# Nipples everywhere!!!



## TDG-Farms (Jul 12, 2013)

Had to update my lamb bar situation and now I think I am good to go! Made 2 more 5 gallon lamb bars with 10 nipples each. Re did my 5 gallon 8 nipple lamb bar so all three have the tube valves in all 28 tubes. Then with the little 5 nipple training lamb bar I should be able to cover all the babies at one time instead of waiting for one group to finish before I moved their lamb bar onto the next group.
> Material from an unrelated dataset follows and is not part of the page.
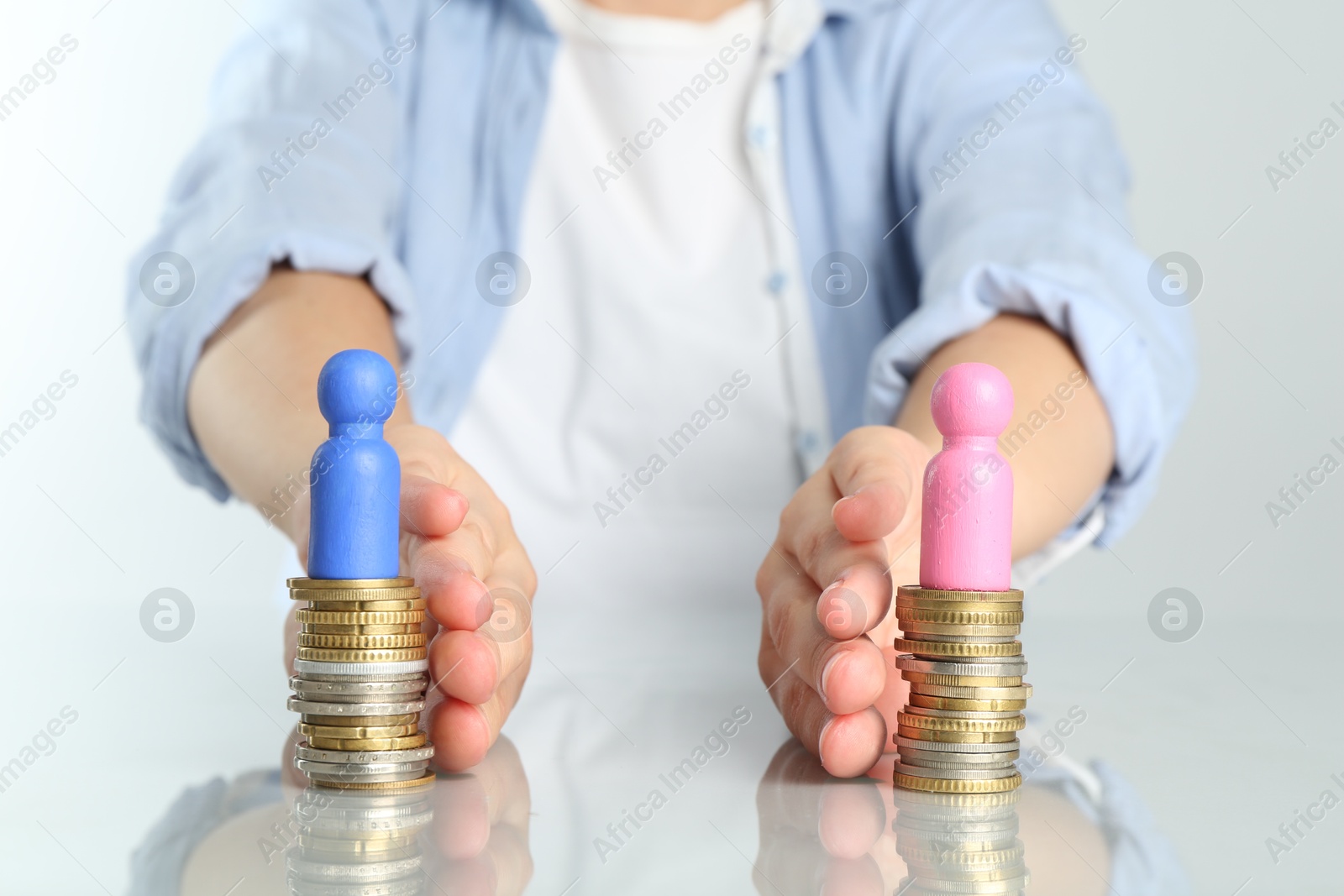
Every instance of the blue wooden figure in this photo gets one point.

Now if I could just find a safe way of bringing the lamb bars into the pens without getting milk mugged before I can even put them into the holders, Id be set  Oh crap... I forgot, I still need to make one more holder for one of the new lamb bars. Back out I go.


----------



## ksalvagno (Oct 6, 2009)

Sounds like you need a bunch of security guards around you. How does it feel to be a star? :laugh:


----------



## nchen7 (Feb 25, 2013)

my goodness....that would be terrifying!


----------



## DesertRose (Apr 12, 2013)

*Funny story: Oldest son and a lambar*

Back in the late 70's and early 80s we used several lambars. We had the kid pens set up to hold ten kids each and left a set of blocks in the pens to set the lambars on.
My oldest was maybe 9 and he entered the pen with the oldest and biggest kids in it.
They knocked him flat, tipping the whole bucket of milk all over his face! What made him the maddest was them sucking on his nose and cheeks!
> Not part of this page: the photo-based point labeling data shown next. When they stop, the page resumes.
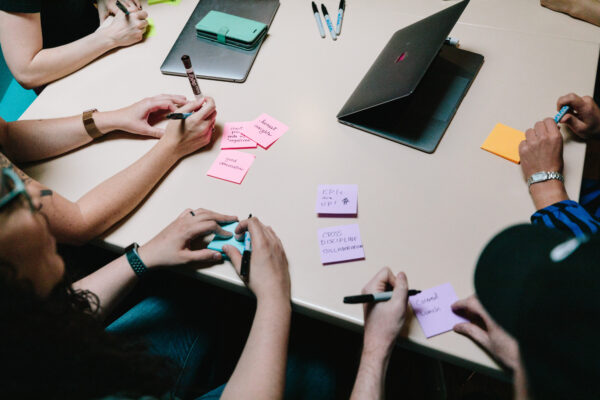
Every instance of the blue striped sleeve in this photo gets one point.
(569, 216)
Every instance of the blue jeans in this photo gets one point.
(191, 331)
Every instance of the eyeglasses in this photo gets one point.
(15, 187)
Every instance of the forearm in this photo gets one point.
(116, 197)
(547, 193)
(370, 379)
(110, 283)
(48, 65)
(33, 140)
(266, 346)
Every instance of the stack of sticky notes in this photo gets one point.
(232, 165)
(504, 141)
(339, 243)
Didn't help that all of us were roaring with laughter either! No camera phones then or video cameras ... darn.:laugh:


----------



## NyGoatMom (Jan 26, 2013)

I would love a video of feeding time :lol:


----------



## nchen7 (Feb 25, 2013)

DesertRose said:


> Back in the late 70's and early 80s we used several lambars. We had the kid pens set up to hold ten kids each and left a set of blocks in the pens to set the lambars on.
> My oldest was maybe 9 and he entered the pen with the oldest and biggest kids in it.
> They knocked him flat, tipping the whole bucket of milk all over his face! What made him the maddest was them sucking on his nose and cheeks!
> 
> Didn't help that all of us were roaring with laughter either! No camera phones then or video cameras ... darn.:laugh:


 that. is. awesome. :ROFL:


----------



## Little-Bits-N-Pieces (Apr 7, 2013)

You need a conveyor belt for the buckets, just throw a bucket on and off into the mob of babies it goes.... never to be seen again... 
Or maybe a pully system :chin: hook a bucket on and reel it out. 
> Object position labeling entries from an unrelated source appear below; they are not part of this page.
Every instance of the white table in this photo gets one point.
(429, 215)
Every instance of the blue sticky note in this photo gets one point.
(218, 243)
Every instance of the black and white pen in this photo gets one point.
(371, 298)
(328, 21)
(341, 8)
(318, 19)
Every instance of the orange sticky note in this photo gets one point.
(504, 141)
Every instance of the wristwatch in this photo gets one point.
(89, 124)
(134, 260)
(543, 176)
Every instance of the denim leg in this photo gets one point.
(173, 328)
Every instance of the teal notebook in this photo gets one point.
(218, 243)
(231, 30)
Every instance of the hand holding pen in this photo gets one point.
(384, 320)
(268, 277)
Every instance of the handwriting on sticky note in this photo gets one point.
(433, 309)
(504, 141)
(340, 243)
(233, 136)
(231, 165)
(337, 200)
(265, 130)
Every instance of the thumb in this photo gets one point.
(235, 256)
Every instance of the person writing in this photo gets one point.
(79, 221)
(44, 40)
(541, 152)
Right now, I just have mine hanging on a suspended board. But then again, they aren't mobbing me, they get milk all day long.
In a way, I miss, and don't miss that! 100 kids is not as much fun as a lot of people think! :lol:


----------



## Little-Bits-N-Pieces (Apr 7, 2013)

Wait, what about making the lambars to go on the outside of the pen? Like an ice chest, and shove it up to the fence?

Off to find those pictures!

ETA: Ok, I couldn't find exactly what I was looking for, however, this is basically the same thing I was thinking of.


----------



## MsScamp (Feb 1, 2010)

DesertRose said:


> Back in the late 70's and early 80s we used several lambars. We had the kid pens set up to hold ten kids each and left a set of blocks in the pens to set the lambars on.
> My oldest was maybe 9 and he entered the pen with the oldest and biggest kids in it.
> They knocked him flat, tipping the whole bucket of milk all over his face! What made him the maddest was them sucking on his nose and cheeks!
> 
> Didn't help that all of us were roaring with laughter either! No camera phones then or video cameras ... darn.:laugh:


While I fully sympathize with your son, I would pay money to see a video of that! :lol: :lol:


----------



## MsScamp (Feb 1, 2010)

Little-Bits-N-Pieces said:


> .... never to be seen again...


This being the key phrase here! :laugh: I swear my bottle babies would eat anything that carried the slightest smell of milk - including me! :laugh:


----------



## Scottyhorse (Feb 11, 2013)

They love you, Dave


----------



## TDG-Farms (Jul 12, 2013)

LOL yes they do! That or the milk... 

I actually had to jump up on the hay feeder today just to get away from them. I had all of them in the one outside pen cause after I got done with the lamb bars I was going to clean the inside pens. 33 bottle babies just before their evening milk is a dangerous thing! What made it worse was I was trying to count them to figure out how many I actually had in there and if I had made enough lamb bar spaces. Turned out to be exactly the same amount as I had nipples. Granted thats going to change this weekend when someone comes and picks up to week old prospects and we have to pull their sisters off their moms (we dont leave singles on) and then a doe that kidded yesterday with our A.I babies will have her babies pulled as well. Tracy was talking about pulling 2 more babies on top of that... 39 bottle babies. Yep, am pretty sure I am going snap before weening!


----------



## nchen7 (Feb 25, 2013)

maybe you could talk one of us to come and help you with your babies...... seems like enough people want to get mobbed by kids!


----------



## NyGoatMom (Jan 26, 2013)

lol Dave! Too funny :lol: 

Love the organization of your place...very nice :thumbup:


----------



## TDG-Farms (Jul 12, 2013)

Thanks. But I have found that I need about twice as much counter top space and a deep 3 tube stainless steel sink would be freaking awesome! But between what is already there, a place for the garbage can, the hot water heater and the clothes washer and dryer, I have no more wall space on this side of the barn.


----------



## NyGoatMom (Jan 26, 2013)

Hehehe...kinda hard to feel bad for ya (as I milk in the freezing cold)  :lol:

Seriously though, really nice set up. Maybe a few years down the road you can remodel and add those things.


----------